How do you find local maximum value of f using the first and second derivative tests: #f(x) = x / (x^2 + 9)#?

Required: Local Maxima

Solution Strategy:

1. Use quotient rule to differentiate f(x)

To find the local maximum value of ( f(x) = \frac{x}{x^2 + 9} ) using the first and second derivative tests:

1. Find the first derivative, ( f'(x) ): [ f(x) = \frac{x}{x^2 + 9} ] [ f'(x) = \frac{(x^2 + 9)(1) - (x)(2x)}{(x^2 + 9)^2} ] [ f'(x) = \frac{x^2 + 9 - 2x^2}{(x^2 + 9)^2} ] [ f'(x) = \frac{9 - x^2}{(x^2 + 9)^2} ]

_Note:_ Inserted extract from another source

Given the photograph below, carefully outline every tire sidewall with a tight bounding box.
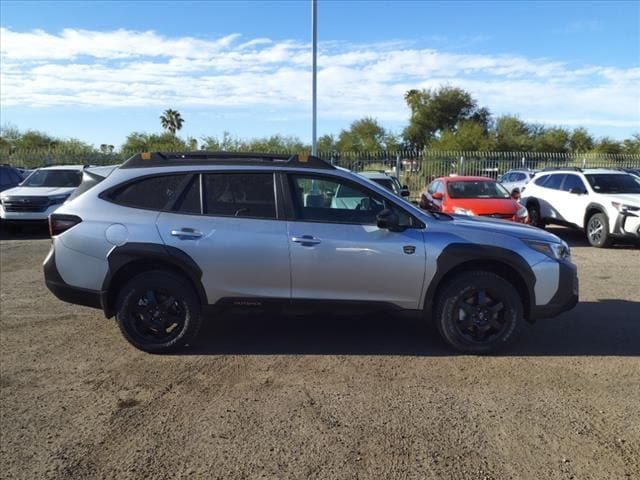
[116,271,201,353]
[436,272,524,354]
[587,213,610,248]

2. Find the critical points by setting ( f'(x) = 0 ): [ \frac{9 - x^2}{(x^2 + 9)^2} = 0 ] [ 9 - x^2 = 0 ] [ x^2 = 9 ] [ x = \pm 3 ]

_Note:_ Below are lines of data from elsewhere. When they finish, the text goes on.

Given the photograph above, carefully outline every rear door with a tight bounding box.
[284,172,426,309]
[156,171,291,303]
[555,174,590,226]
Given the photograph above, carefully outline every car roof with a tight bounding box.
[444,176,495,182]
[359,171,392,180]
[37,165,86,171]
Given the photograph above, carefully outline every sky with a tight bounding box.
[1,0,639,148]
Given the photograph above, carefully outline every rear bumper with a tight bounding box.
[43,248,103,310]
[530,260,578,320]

3. Find the second derivative, ( f''(x) ): [ f'(x) = \frac{9 - x^2}{(x^2 + 9)^2} ] [ f''(x) = \frac{d}{dx} \left( \frac{9 - x^2}{(x^2 + 9)^2} \right) ]

To simplify this expression, I suggest you to use a Computer Algebra System or a calculator.

4. Evaluate ( f''(x) ) at the critical points ( x = -3 ) and ( x = 3 ).

5. Determine the nature of the critical points:

   • If ( f''(x) > 0 ), it's a local minimum.
   • If ( f''(x) < 0 ), it's a local maximum.
   • If ( f''(x) = 0 ), the test is inconclusive.

6. Calculate ( f(x) ) at the critical points and compare to find the local maximum value.